Glaeser makes several assumptions to calculate the costs and benefits of a stylized high-speed rail link between Houston and Dallas to make his point. This is a good choice, because this is exactly the kind of corridor that would most likely benefit from high-speed rail. The employment centers are far enough away (yet close enough) that trains might effectively compete with air travel, and the metro areas are very large–about 6 million people (in the top 10 for U.S. urban areas). Moreover, most of his assumptions and stylized facts favor rail. For example, he assumes that the Houston-Dallas high-speed rail corridor would attract as many riders as current air travel between the two cities. (Unfortunately, he doesn’t mention whether these air travelers are flying to their final destination or continuing on to other national destinations; Dallas is an American Airlines Hub and Houston is a Continental Airlines hub.)

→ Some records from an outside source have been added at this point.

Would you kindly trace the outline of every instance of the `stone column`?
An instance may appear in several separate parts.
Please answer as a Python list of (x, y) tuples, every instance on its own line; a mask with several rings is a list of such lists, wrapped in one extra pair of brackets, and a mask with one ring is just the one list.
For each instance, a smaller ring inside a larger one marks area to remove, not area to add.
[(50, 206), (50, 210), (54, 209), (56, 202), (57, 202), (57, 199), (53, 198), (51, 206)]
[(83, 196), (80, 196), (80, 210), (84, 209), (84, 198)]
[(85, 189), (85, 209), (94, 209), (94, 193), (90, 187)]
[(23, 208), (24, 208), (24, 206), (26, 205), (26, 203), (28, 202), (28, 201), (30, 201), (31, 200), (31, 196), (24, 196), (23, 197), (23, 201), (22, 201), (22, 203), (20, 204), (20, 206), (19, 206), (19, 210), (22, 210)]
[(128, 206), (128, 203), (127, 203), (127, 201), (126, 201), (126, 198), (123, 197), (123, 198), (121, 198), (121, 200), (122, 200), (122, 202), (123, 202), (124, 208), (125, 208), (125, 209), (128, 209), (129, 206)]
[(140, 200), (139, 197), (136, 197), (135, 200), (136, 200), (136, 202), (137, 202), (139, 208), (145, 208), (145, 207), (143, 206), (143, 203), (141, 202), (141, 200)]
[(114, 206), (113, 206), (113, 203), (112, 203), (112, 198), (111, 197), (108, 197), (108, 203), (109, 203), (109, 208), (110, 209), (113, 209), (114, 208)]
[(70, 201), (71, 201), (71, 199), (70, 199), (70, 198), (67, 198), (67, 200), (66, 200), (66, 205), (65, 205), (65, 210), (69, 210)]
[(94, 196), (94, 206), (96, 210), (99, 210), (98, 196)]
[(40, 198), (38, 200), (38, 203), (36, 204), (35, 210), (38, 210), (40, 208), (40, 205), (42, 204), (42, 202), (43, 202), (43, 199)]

Still, the results are sobering for high-speed rail advocates. Concludes Glaeser:
“Now it’s just down to multiplying: 1.5 million trips times $68 a trip means $102 million for benefits minus operating costs. Annual capital costs came in $648 million, more than six times that amount. If you think that the right number is three million trips, then the benefits rise to $200 million, and the ratio between the per rider net benefits and costs drops to one-to-three. This is the cruel arithmetic faced by people, like myself, who would love to be pro-rail.”

Prof. Glaeser’s first article focused on the general question of whether high-speed reail was a good public investment. The third and fourth blog contributions will focus on congestion and the environment.

The analysis is not definitive by any stretch, but it’s a useful and highly relevant illustration using good rules of thumb from the academic, research, and policy literature.